Nothing
#' Generalized linear model constraint on hierarchical structure
#' by using overlapped group penalty
#'
#' \code{smog} fits a linear non-penalized phynotype (demographic) variables such as
#' age, gender, treatment, etc, and penalized groups of prognostic effect (main effect)
#' and predictive effect (interaction effect), by satisfying the hierarchy structure:
#' if a predictive effect exists, its prognostic effect must be in the model. It can deal
#' with continuous, binomial or multinomial, and survival response variables, underlying
#' the assumption of Gaussian, binomial (multinomial), and Cox proportional hazard models,
#' respectively. It can accept \code{\link[stats]{formula}}, and output coefficients table,
#' fitted.values, and convergence information produced in the algorithm iterations.
#'
#' @param x a model matrix, or a data frame of dimensions n by p,
#' in which the columns represents the predictor variables.

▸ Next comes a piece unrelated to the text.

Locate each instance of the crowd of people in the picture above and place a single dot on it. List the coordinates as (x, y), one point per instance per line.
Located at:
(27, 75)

#' @param y response variable, corresponds to the family description.
#' When family is ''gaussian'' or ''binomial'', \code{y} ought to
#' be a numeric vector of observations of length n; when family
#' is ''coxph'', \code{y} represents the survival objects, containing the
#' survival time and the censoring status. See \code{\link[survival]{Surv}}.
#' @param g a vector of group labels for the predictor variables.
#' @param v a vector of binary values, represents whether or not the
#' predictor variables are penalized. Note that 1 indicates
#' penalization and 0 for not penalization.
#' @param label a character vector, represents the type of predictors in terms of treatment,
#' prognostic, and predictive effects by using ''t'', ''prog'', and ''pred'',
#' respectively.
#' @param lambda1 penalty parameter for the L2 norm of each group of prognostic and predictive effects.
#' @param lambda2 ridge penalty parameter for the squared L2 norm of each group of prognostic and predictive effects.
#' @param lambda3 penalty parameter for the L1 norm of predictive effects.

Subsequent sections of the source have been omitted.